Não existe fórmula mágica, mas acredito que a filosofia pode ajudar. Sobretudo os filósofos franceses da decada de 60, como Felix Guattari (que criou o termo Ecosofia) e Gilles Deleuze. Juntos, eles pensaram e criticaram  um sistema construído com base no pensamento aristotélico do julgamento, do bem e do mal, dos viloes e mocinhos. Entender a sustentabilidade exige, sobretudo, que se abandone um pouco visões tão rígidas.
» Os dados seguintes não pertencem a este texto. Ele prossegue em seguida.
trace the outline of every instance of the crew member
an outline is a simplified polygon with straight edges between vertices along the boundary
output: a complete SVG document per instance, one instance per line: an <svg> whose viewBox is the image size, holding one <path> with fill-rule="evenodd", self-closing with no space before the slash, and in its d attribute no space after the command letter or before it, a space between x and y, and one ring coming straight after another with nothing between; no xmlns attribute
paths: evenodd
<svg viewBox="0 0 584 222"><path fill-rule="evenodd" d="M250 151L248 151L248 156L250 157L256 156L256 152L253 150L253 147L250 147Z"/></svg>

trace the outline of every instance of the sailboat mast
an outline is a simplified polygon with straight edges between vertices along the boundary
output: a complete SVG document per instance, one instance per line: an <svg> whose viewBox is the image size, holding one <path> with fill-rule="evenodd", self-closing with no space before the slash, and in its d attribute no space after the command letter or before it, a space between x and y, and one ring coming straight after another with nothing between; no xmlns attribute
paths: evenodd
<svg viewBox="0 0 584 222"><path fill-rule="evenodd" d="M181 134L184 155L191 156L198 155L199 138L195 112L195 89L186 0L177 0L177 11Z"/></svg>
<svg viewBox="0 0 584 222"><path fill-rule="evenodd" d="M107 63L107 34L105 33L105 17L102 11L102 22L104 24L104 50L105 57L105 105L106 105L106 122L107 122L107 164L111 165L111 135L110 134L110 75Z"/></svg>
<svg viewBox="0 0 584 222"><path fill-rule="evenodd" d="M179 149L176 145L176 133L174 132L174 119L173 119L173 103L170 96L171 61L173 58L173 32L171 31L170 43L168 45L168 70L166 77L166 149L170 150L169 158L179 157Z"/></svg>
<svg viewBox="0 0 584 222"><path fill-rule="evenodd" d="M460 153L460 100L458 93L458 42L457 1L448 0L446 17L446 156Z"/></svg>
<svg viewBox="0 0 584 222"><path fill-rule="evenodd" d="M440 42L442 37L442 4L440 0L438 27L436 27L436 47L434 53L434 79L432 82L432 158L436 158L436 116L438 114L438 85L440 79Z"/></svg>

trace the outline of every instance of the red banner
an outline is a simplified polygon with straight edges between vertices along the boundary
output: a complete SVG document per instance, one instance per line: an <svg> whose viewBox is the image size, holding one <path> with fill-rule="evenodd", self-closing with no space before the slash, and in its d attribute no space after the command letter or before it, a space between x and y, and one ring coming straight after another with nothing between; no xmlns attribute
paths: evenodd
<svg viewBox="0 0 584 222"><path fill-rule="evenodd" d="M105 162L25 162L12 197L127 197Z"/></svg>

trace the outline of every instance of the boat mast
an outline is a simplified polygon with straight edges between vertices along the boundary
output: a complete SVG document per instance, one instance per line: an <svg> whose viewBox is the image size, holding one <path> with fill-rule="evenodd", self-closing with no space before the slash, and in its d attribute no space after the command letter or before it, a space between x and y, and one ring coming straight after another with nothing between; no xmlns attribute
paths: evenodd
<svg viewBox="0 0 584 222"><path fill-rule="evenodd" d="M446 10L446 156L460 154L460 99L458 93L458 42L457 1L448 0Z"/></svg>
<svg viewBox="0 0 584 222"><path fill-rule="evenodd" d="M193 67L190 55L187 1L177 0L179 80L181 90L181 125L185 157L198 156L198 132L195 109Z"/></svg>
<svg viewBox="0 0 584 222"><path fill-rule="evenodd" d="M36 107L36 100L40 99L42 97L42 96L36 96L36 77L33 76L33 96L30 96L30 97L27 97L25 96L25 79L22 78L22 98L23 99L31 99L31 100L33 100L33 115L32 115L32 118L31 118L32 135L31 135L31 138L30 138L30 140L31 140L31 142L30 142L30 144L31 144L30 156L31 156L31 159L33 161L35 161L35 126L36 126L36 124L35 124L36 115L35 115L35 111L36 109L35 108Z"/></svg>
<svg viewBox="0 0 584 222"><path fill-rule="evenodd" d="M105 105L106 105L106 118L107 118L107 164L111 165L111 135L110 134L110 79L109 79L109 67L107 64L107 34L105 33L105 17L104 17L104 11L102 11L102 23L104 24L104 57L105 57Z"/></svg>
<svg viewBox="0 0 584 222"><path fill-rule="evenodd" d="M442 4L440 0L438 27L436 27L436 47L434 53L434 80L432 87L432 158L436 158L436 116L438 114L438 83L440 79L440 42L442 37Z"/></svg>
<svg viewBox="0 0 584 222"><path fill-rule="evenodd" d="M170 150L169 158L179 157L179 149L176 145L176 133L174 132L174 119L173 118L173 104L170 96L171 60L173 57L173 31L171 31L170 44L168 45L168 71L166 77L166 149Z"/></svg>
Para terminar esse `post de apresentação`, convido os leitores a `visitarem` o reino da Kakania, idealizado por outro filosofo, Robert Musil, menos conhecido porque so escreveu uma obra – O Homem sem Qualidades – publicada post mortem nos anos 50. Em poucas palavras ele consegue por o dedo na ferida de uma civilização da abundância, da ganância. Pois não são eles, notoriamente, os dois males que mais nos enlaçam em direção a uma vida insustentável, seja lá qual for o significado deste conceito?  Reparem nesse trecho:
`Na Kakania, esse pais desaparecido, incompreendido, em tantas coisas exemplar mas não reconhecido, havia dinamismo, mas não demais. Naturalmente também corriam automóveis nessas estradas, mas não muitos.  Também ali se preparavam para conquistar os ares, mas não com muita ênfase… Não se tinham ambições de economia mundial, nem potencia mundial… Gastavam-se imensas somas com o exército, mas só o suficiente para continuar sendo a penultima das grandes potencias. Tamb-em a capital era um pouquinho menor do que todas as demais maiores cidades do mundo, mas um pouquinho maior do que são as meras grandes cidades`. E agora, a cereja do bolo que Musil nos oferece, com a qual eu termino esse post, prometendo que os próximos não serão tao longos: `E na Kakania so se tomava um genio por patife, nunca se tomava um patife por genio, como acontecia em outros paises`.
Pretendo postar dia sim, dia nao. Ou a qualquer momento, em edição extraordinária. Portanto, até sexta-feira! E obrigada pela visita.